Il ragazzino sbuffò, rotolò sulla schiena e finalmente aprì entrambi gli occhi. A quanto pareva non aveva proprio scelta: era pronto a scommettere che Chang Soo sarebbe venuto di persona a buttarlo giù dal letto se non si fosse presentato alla convocazione.
Di malavoglia, quindi, scese dal letto e si vestì. Afuro gli aveva lasciato una maglietta e un pantalone già pronti in cima alla cassettiera ed insistette per applicargli due mollette tra la frangia. Quando uscirono in corridoio, Afuro chiuse a chiave la porta e disse:- Vado ad avvisare Hiroto, tu puoi pensare a Nagumo? La sua stanza è quella a destra delle scale, appena si scende.
Gazel era ancora assonnato e, quando comprese la richiesta, era troppo tardi per protestare. Afuro si era già avviato verso la direzione opposta: attraversò tutto il corridoio, svoltò a sinistra e sparì dietro un angolo. Gazel sospirò e s’incamminò verso le scale a chiocciola. Per fortuna, accanto a queste ultime c’era soltanto una porta, per cui era difficile sbagliarsi su quale fosse la camera di Nagumo.
Il problema era che si sentiva ancora a disagio, e non sapeva se voleva davvero vedere Nagumo. Era quasi certo che Nagumo non volesse vedere lui.
Bussò un paio di volte, quasi sperando che l’altro stesse dormendo ancora.
-È aperto- gridò da dentro una voce roca, esausta.
Gazel inspirò profondamente e si diede dello stupido. Perché diavolo era tanto nervoso? Lui e Nagumo non erano mai stati veramente amici, dopotutto. Non stava perdendo nulla. Doveva soltanto dirgli di raggiungerli da Chang Soo, e basta… Finalmente si decise ad abbassare la maniglia; aprì la porta giusto un poco, il necessario per infilare la testa e guardare dentro.

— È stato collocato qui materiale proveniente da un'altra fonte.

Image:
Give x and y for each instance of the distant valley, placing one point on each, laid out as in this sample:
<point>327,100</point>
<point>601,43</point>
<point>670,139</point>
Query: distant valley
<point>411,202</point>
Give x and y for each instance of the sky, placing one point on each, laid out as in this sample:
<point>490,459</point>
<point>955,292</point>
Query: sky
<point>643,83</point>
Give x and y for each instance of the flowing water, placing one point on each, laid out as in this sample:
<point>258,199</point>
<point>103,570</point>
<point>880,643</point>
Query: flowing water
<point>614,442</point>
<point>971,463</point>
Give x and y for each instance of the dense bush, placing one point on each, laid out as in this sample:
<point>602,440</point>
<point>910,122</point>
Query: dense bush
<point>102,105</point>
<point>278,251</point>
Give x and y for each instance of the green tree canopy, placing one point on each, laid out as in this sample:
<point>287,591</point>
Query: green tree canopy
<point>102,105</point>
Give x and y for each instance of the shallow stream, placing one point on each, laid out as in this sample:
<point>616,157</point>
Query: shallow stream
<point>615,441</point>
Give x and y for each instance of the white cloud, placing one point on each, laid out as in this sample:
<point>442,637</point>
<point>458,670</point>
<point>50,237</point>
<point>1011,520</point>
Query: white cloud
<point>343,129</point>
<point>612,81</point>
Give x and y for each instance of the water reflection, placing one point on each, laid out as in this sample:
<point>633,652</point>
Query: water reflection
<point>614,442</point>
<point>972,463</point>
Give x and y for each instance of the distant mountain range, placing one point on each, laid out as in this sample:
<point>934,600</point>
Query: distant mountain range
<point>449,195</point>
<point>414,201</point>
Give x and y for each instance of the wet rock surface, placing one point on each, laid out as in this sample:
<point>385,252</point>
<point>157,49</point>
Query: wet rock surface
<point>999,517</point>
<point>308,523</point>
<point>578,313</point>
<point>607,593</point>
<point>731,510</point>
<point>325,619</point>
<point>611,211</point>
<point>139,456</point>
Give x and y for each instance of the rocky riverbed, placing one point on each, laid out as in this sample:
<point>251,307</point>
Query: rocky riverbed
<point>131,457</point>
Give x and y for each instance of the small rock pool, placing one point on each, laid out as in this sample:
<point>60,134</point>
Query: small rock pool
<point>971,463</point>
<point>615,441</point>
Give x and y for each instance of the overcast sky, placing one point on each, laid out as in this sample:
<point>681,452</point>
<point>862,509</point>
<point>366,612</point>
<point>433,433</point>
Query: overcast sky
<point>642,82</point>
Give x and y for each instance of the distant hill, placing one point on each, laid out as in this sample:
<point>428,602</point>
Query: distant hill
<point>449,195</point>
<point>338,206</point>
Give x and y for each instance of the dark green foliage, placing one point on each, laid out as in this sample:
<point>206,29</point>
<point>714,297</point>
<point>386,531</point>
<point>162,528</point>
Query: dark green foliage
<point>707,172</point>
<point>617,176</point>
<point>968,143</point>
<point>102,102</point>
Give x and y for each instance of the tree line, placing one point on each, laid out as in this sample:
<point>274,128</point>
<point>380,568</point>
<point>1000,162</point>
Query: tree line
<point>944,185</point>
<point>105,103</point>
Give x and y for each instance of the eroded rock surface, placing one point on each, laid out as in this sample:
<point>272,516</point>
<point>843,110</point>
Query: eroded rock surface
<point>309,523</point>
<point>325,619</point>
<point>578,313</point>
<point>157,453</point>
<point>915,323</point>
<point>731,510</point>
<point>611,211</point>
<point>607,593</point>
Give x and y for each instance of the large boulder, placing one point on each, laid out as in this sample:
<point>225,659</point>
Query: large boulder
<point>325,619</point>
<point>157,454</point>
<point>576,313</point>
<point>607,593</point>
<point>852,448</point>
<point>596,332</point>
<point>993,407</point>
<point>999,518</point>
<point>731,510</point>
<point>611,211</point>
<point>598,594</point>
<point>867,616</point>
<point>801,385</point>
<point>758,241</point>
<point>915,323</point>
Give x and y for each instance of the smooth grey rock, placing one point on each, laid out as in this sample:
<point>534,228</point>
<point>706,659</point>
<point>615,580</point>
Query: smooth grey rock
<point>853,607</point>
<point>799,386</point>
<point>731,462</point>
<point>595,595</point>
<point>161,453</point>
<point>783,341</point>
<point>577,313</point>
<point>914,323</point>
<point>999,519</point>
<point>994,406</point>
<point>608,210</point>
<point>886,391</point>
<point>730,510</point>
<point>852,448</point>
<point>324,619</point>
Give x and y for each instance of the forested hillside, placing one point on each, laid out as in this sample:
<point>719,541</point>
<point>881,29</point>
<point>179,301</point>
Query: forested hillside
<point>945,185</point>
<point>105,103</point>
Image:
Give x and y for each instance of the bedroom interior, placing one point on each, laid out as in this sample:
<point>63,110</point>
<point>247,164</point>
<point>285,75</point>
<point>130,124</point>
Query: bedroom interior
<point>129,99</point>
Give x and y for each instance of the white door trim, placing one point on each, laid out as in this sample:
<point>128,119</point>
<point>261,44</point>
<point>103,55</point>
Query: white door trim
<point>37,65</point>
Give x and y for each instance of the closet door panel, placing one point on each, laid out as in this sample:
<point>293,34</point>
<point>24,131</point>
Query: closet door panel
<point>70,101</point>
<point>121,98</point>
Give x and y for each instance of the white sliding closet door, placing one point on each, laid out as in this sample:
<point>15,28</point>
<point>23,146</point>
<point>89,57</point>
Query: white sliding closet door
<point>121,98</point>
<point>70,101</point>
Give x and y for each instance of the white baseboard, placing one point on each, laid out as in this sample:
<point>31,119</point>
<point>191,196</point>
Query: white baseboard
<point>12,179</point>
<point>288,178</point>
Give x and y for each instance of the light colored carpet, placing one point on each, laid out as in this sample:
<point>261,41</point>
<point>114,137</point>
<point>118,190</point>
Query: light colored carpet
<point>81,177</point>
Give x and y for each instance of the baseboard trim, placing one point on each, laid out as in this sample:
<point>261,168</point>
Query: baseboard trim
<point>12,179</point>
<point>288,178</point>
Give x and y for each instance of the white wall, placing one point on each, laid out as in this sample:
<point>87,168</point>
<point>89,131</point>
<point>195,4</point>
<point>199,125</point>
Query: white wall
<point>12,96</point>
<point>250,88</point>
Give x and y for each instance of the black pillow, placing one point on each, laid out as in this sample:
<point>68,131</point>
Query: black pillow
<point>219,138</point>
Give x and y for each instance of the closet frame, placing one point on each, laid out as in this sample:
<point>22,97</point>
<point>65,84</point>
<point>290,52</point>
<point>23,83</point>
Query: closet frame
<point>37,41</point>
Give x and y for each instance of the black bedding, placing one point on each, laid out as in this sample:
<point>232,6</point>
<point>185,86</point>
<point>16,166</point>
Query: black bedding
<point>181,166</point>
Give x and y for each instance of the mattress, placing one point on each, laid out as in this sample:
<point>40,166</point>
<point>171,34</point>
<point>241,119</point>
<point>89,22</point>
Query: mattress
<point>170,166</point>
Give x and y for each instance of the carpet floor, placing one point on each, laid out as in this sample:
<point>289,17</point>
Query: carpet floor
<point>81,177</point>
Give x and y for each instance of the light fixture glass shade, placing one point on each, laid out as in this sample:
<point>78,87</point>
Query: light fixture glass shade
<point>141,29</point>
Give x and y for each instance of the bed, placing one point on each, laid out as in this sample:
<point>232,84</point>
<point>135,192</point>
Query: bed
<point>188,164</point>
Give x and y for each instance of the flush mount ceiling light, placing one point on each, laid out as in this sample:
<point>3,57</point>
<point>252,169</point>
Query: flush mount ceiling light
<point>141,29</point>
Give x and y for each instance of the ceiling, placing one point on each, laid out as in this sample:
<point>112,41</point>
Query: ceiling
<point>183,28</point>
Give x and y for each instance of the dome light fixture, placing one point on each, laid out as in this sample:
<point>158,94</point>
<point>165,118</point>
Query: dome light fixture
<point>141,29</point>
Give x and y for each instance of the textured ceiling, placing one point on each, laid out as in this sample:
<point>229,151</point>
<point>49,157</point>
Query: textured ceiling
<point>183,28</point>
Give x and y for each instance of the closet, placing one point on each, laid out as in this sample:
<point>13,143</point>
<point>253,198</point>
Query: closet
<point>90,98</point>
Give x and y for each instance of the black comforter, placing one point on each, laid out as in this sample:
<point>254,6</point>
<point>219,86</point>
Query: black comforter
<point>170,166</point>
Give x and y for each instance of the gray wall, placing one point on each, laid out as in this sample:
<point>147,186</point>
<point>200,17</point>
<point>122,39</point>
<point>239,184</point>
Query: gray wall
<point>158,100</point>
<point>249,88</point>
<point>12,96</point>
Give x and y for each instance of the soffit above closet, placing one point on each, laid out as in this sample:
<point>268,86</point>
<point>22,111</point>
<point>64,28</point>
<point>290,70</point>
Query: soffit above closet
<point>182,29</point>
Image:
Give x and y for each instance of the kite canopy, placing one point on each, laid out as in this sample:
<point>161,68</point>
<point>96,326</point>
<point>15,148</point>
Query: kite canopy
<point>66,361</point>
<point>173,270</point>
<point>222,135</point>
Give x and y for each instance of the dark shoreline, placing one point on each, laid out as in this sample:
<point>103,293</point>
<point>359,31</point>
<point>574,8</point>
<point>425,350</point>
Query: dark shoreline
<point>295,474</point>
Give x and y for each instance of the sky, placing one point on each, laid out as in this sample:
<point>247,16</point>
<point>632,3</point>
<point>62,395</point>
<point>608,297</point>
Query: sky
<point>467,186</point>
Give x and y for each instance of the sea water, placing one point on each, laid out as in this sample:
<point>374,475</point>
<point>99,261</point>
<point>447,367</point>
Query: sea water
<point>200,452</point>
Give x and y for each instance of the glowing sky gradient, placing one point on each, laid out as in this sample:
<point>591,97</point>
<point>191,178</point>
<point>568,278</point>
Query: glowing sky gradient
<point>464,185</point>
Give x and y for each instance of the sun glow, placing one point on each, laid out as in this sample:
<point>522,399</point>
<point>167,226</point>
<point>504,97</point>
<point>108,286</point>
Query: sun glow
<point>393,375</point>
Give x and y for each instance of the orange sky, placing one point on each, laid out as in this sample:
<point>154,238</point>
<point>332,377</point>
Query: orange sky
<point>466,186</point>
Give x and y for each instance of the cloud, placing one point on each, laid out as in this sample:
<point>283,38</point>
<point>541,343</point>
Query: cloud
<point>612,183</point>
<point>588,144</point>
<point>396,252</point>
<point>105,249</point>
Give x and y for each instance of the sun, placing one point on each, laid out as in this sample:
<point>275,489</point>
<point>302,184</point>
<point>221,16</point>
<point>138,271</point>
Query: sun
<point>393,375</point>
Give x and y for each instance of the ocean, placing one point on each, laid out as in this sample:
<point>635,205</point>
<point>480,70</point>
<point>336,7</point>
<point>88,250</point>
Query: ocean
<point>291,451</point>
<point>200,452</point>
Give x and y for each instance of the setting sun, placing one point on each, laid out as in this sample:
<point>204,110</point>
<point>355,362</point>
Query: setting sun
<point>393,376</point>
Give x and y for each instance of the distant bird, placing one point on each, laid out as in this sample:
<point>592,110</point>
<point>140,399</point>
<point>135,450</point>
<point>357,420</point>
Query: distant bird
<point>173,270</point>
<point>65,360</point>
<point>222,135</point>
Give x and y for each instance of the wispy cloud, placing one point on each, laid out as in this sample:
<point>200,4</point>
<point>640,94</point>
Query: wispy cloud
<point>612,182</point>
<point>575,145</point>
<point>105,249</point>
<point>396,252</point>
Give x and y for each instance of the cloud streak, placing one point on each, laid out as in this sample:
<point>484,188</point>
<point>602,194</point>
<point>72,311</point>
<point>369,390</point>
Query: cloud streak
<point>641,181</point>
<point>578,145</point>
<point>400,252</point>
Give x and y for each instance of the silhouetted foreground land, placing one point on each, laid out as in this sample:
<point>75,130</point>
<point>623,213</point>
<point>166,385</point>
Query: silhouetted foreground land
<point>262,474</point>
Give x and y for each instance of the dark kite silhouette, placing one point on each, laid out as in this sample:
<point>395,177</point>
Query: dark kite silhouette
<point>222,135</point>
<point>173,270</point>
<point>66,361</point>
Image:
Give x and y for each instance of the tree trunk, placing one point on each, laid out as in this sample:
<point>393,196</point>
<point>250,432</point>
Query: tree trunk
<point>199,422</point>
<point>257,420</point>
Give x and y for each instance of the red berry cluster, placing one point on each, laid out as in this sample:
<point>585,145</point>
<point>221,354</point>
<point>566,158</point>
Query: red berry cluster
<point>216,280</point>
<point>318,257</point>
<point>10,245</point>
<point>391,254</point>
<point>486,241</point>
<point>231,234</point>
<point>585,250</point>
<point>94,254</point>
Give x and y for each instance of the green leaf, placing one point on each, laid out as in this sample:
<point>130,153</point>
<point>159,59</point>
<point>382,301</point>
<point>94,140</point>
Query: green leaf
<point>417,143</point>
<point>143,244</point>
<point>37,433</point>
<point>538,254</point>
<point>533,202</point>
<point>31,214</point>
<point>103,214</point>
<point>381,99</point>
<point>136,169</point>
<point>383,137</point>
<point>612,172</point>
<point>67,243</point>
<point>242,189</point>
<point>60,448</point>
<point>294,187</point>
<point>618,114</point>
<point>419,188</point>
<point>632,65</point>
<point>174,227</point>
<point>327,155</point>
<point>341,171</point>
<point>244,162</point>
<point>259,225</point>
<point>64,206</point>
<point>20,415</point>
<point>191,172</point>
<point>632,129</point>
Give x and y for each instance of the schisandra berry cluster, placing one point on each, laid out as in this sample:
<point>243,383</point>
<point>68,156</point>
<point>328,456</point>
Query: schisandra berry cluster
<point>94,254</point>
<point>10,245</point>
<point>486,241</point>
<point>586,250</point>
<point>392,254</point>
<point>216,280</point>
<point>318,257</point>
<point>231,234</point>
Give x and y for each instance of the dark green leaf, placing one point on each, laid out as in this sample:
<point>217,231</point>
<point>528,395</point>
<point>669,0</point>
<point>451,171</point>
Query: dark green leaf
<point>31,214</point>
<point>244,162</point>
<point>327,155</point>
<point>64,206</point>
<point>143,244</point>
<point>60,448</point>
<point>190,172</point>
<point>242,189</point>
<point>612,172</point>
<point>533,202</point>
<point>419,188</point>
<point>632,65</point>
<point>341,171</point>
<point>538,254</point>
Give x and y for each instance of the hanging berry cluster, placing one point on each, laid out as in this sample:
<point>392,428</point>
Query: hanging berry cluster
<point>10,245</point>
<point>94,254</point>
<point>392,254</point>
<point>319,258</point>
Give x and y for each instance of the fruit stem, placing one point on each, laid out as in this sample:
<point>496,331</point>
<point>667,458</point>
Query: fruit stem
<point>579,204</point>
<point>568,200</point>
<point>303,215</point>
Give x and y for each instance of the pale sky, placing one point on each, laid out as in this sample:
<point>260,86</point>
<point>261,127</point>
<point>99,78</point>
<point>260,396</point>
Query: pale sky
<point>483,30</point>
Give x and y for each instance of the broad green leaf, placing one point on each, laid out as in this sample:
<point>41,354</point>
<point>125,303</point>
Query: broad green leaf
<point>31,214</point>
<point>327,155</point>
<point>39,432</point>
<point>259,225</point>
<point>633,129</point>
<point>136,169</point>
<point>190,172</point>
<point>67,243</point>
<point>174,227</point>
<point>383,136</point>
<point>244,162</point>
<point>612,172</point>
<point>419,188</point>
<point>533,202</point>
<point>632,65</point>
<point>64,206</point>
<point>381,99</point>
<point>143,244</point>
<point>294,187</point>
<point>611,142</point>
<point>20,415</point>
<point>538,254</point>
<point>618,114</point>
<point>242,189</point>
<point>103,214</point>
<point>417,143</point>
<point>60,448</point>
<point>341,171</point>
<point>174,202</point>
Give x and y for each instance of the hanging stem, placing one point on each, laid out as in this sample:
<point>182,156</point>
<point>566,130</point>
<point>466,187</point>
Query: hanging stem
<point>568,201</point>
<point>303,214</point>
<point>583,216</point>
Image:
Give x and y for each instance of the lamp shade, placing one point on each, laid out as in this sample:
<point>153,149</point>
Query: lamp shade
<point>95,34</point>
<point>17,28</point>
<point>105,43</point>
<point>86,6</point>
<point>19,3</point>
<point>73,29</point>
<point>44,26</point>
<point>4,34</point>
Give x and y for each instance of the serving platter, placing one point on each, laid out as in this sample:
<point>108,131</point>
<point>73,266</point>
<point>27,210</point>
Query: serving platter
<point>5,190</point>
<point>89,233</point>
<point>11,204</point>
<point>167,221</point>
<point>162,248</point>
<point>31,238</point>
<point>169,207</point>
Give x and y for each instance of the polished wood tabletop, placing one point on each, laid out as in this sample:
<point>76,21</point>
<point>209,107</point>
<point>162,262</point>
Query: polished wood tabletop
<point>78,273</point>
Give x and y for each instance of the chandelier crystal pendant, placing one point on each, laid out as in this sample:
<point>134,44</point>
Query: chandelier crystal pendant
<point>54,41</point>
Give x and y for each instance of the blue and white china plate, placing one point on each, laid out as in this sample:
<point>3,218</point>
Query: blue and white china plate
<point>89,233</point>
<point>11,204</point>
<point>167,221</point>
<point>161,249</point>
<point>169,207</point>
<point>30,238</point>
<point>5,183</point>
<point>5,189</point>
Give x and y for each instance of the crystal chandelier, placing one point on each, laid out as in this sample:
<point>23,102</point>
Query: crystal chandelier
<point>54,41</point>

La stanza era leggermente più piccola di quella di Afuro, o forse appariva ridotta solo perché il pavimento era pieno di vestiti che limitavano la possibilità di movimento. Aleggiava anche una lieve ma pungente puzza di sudore, che avrebbe fatto arricciare il naso a chiunque. Nagumo doveva essere il peggior incubo di una persona ordinata e pulita. Ma, se l’ambiente appariva trasandato e caotico, di certo non era trascurato; al contrario, dava la sensazione di essere terribilmente personale, e di avere una determinata personalità. A giudicare dal letto singolo, Nagumo era l’unico inquilino, per cui si era preso la libertà di appiccicare dei poster con il nastro adesivo su tutte le pareti. Gazel scorse soprattutto cose legate al calcio, ma anche a gruppi musicali e vecchi film.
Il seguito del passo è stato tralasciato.